Política

TEMER CANCELA VIAGEM AO RIO DE BALANÇO DA INTERVENÇÃO

Com medo da revolta por Marielle nas ruas, Temer cancela viagem ao Rio

Temer desmarcou a viagem que faria nesse domingo, 18, para o Rio de Janeiro. O tema era o balanço de um mês da intervenção federal, e o motivo do cancelamento foi o medo das dezenas de milhares que foram às ruas após o assassinato de Marielle Franco.

sexta-feira 16 de março| Edição do dia

Após o assassinato de Marielle Franco, vereadora do PSOL, e as dezenas de milhares de pessoas que foram às ruas para protestar contra esse absurdo crime, o presidente Temer sentiu a pressão e desmarcou a viagem que faria nesse domingo, 18, para o Rio de Janeiro. O objetivo da viagem, marcada anteriormente ao crime, era de fazer um balanço do primeiro mês de intervenção. Mas as ruas trataram de fazer o balanço antes do presidente.

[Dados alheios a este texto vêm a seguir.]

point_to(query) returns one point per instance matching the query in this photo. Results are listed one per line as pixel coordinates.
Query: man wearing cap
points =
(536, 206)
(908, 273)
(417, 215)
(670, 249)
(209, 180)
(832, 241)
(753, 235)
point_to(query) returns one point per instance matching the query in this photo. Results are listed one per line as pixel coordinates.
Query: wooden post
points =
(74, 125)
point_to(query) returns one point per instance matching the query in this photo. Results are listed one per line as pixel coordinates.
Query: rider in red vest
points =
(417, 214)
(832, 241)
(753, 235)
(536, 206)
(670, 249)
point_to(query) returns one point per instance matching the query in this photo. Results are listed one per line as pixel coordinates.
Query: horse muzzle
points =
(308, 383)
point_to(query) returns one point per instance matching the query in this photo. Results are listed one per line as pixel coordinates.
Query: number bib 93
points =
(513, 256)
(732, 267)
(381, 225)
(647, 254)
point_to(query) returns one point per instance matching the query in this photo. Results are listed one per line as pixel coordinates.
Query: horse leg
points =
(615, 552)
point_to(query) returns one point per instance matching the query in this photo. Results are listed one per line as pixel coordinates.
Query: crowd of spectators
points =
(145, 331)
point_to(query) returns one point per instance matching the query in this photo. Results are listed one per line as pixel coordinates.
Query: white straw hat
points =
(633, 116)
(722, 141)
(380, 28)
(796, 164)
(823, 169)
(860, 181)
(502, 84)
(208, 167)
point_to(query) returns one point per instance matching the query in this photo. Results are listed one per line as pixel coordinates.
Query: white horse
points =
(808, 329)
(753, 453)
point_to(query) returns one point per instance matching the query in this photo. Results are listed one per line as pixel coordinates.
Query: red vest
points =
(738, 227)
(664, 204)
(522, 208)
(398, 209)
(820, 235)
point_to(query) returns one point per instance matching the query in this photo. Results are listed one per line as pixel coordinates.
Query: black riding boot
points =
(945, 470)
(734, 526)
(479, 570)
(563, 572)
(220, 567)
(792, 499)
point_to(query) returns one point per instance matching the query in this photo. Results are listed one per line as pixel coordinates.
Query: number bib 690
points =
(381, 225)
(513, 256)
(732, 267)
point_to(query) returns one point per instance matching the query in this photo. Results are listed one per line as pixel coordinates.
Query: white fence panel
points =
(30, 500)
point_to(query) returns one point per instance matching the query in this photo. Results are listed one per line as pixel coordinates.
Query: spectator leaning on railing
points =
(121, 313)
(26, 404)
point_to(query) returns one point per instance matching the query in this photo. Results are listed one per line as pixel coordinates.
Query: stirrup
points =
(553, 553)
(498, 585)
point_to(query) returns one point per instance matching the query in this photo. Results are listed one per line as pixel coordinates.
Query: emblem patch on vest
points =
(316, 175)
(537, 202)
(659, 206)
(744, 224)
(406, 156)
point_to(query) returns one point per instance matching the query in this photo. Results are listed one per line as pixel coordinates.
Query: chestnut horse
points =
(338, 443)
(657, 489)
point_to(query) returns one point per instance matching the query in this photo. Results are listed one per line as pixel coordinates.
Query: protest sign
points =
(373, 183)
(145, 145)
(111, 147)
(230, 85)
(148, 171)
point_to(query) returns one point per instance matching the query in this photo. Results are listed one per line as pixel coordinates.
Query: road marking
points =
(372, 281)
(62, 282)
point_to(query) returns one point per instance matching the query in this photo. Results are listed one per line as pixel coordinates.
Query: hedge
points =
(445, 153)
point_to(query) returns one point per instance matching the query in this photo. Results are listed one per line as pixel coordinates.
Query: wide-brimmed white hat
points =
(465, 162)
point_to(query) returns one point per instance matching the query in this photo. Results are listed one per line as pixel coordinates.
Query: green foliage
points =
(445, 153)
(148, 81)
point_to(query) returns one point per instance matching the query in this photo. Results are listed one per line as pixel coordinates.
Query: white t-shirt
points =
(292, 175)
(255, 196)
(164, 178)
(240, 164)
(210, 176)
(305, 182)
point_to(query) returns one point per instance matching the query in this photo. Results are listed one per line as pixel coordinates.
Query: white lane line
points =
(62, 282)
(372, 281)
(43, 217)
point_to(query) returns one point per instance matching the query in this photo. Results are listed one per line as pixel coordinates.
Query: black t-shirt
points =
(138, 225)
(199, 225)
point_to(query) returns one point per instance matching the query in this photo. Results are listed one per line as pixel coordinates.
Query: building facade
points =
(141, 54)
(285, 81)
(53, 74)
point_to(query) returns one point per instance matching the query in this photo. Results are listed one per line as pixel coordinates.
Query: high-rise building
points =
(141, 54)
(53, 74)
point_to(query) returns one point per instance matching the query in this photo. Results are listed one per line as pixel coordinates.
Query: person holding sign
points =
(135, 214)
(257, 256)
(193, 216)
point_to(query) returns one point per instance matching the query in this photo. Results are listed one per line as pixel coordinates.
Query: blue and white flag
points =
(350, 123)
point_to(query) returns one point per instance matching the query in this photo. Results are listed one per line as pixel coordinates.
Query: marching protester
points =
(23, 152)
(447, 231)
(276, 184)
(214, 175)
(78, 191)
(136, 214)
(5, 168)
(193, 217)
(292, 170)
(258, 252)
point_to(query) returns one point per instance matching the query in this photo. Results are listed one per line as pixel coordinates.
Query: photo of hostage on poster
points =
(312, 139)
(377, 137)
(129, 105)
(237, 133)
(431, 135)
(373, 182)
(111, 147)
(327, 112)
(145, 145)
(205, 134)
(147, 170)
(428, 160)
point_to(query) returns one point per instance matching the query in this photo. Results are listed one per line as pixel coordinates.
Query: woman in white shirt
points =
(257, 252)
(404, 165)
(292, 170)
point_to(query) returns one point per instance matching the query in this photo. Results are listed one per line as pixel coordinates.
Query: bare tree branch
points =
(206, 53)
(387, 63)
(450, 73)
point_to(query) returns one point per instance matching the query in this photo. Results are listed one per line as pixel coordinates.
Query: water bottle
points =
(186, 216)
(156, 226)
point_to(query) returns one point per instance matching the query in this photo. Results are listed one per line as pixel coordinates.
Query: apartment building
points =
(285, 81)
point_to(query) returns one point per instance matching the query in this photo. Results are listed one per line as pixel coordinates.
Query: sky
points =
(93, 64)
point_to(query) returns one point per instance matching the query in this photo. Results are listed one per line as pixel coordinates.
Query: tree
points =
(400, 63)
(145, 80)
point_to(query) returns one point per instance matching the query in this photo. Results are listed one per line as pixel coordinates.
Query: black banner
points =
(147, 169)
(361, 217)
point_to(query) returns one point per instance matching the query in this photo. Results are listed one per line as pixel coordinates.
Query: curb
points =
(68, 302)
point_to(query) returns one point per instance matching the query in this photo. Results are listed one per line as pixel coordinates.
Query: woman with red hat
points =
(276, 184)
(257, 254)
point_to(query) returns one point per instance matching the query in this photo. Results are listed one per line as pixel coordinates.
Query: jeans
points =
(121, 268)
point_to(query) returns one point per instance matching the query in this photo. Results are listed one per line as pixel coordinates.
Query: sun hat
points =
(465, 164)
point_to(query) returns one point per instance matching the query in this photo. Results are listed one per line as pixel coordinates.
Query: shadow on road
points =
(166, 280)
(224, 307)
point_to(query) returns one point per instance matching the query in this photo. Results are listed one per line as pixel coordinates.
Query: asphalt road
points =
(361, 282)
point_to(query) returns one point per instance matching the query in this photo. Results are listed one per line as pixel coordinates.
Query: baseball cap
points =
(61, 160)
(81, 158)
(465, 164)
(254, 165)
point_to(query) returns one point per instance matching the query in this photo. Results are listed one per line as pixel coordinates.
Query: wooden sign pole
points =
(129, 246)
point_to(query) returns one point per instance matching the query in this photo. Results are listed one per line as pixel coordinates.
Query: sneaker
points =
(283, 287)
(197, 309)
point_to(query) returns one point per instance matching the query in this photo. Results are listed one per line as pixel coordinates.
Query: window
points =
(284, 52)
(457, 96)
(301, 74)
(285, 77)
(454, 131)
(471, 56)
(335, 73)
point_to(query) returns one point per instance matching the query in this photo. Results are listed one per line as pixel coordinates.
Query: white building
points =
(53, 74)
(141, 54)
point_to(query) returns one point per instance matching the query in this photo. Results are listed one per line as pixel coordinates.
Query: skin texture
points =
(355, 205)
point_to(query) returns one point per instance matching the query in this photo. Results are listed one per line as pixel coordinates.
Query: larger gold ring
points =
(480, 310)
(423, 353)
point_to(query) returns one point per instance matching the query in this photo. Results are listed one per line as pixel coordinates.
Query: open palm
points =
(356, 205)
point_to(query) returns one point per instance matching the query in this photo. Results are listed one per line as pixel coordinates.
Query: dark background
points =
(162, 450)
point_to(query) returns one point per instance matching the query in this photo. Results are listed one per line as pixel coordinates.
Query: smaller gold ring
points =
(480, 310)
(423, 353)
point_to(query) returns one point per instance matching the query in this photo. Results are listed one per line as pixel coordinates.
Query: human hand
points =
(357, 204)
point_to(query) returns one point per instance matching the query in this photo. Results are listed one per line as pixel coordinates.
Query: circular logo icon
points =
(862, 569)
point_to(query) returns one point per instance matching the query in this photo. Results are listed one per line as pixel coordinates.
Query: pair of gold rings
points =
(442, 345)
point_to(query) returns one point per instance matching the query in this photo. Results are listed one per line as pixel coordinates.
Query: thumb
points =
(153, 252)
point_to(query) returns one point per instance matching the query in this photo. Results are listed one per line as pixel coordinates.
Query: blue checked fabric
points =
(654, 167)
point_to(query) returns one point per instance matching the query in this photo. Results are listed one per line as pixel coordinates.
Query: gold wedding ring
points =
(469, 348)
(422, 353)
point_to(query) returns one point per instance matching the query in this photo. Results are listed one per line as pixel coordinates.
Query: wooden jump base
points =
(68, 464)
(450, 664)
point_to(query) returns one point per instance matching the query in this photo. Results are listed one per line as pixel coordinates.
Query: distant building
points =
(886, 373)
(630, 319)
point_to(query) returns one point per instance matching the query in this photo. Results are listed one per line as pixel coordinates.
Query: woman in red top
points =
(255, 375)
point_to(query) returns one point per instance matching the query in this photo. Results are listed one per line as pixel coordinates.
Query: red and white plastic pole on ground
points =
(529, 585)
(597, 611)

Logo após a primeira onda de comoção frente à execução de Marielle, ainda nas redes sociais, o presidente golpista se manifestou em um sentido semelhante ao que vem fazendo a mídia, particularmente a Globo: quis testar até onde era possível canalizar a comoção massiva no sentido de seus próprios propósitos, ou seja, o enaltecimento da intervenção federal. Por isso, Temer disse que a intervenção era justamente para impedir crimes como os que mataram Marielle e seu motorista, Anderson.

Esse discurso reacionário não colou, pois está evidente para todos o caráter de execução do assassinato de Marielle, uma represália por sua luta justamente contra Temer e sua intervenção, e contra a violência policial nos morros e favelas cariocas.
Frente a isso, os assessores de Temer se dividiram: uns, vendo o imenso desgaste que Temer sofreria ao ir ao Rio para defender a intervenção nessas circunstâncias, defenderam o adiamento da viagem; pelo menos um deles defendeu que a viagem deveria ser mantida, para defender a intervenção em um momento em que o questionamento a esta se massifica imensamente.

Temer cedeu ao seu medo das massas, cancelando a viagem. As mobilizações por Marielle foram massivas e tomaram as ruas do país, deixando claro que o rechaço esmagaria o presidente se ele viesse até o Rio defender a sua reacionária intervenção. O tiro de Temer, de tentar tirar o foco da reforma da previdência e colocar em uma “agenda positiva” da intervenção, parece ter saído pela culatra. Marielle Franco pagou o preço dessa absurda intervenção e da militarização crescente do Rio. E Temer, assustado, não ousa colocar os pés no Rio. Mandemos as suas tropas de volta para ele, dizendo que não aceitaremos mais essa absurda intervenção e não saíremos das ruas até fazer justiça por Marielle.